Adieu, maman, j’ai mal au talon ; vous me garderez, s’il vous
plaît, depuis midi jusqu’à trois heures, et puis vogue la galère !
Voilà, ma petite sœur, comme font les gens raisonnables. »
Cette petite scène est parfaite ; elle laisse bien voir, par le contraste, ce que madame de Sévigné et sa fille ne faisaient pas, et
ce qu’elles auraient dû faire.
Plusieurs lettres de cette année 1677, où madame de Sévigné s’occupe, avec une tendre sollicitude, des enfants de madame de Grignan, de ses chers pichons, comme elle les appelait, nous offrent l’occasion de les faire connaître. Madame de Sévigné ne voulait que personne prît dans son cœur la place unique qu’elle gardait à sa fille, et se défendait vivement de ce sentiment si souvent observé chez les grand’mères, qui leur fait aimer les enfants de leurs enfants plus passionnément encore que ceux-ci. Elle répétait souvent à sa fille « qu’elle ne comprenait pas que ce degré pût jamais lui passer par-dessus la tête, et que ses entrailles n’avaient pas pris le train des tendresses d’une grand’mère. » — « Je suis à vous par-dessus tout ; vous savez combien je suis loin de la radoterie, qui fait passer violemment l’amour maternel aux petits-enfants ; le mien est demeuré tout court au premier étage, et je n’aime ce petit peuple que pour l’amour de vous. » Toutefois cet amour par réverbétation ne fut pas trop faible ni trop froid, et madame de Sévigné ne s’arrêta pas si court au premier étage, qu’elle négligeât tout à fait le second. Elle semble quelquefois, plus que madame de Grignan elle-même, la vraie mère de cette petite famille.

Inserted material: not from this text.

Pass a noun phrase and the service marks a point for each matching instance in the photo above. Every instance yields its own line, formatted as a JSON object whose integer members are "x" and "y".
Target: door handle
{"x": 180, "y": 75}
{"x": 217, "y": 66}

De loin elle la surveille ; elle y démêle les inclinations et les caractères ; elle y devine les chagrins et les excès de sévérité ; elle la protège de sa sagesse et de son indulgence ; son rôle est sans cesse d’aiguillonner et d’éclairer la tendresse de la mère.
Nous n’avons encore parlé que de l’aînée de ces enfants, de MarieBlanche, née en 1670, et que madame de Sévigné avait surnommée ses petites entrailles. Madame de Grignan avait encore deux autres enfants, deux seulement, plusieurs de ses couches ayant été malheureuses. L’un était Louis-Provence, né à Lambesc le 17 novembre 1671 ; l’autre Pauline (qui fut madame de Simiane), née à Paris en 1674.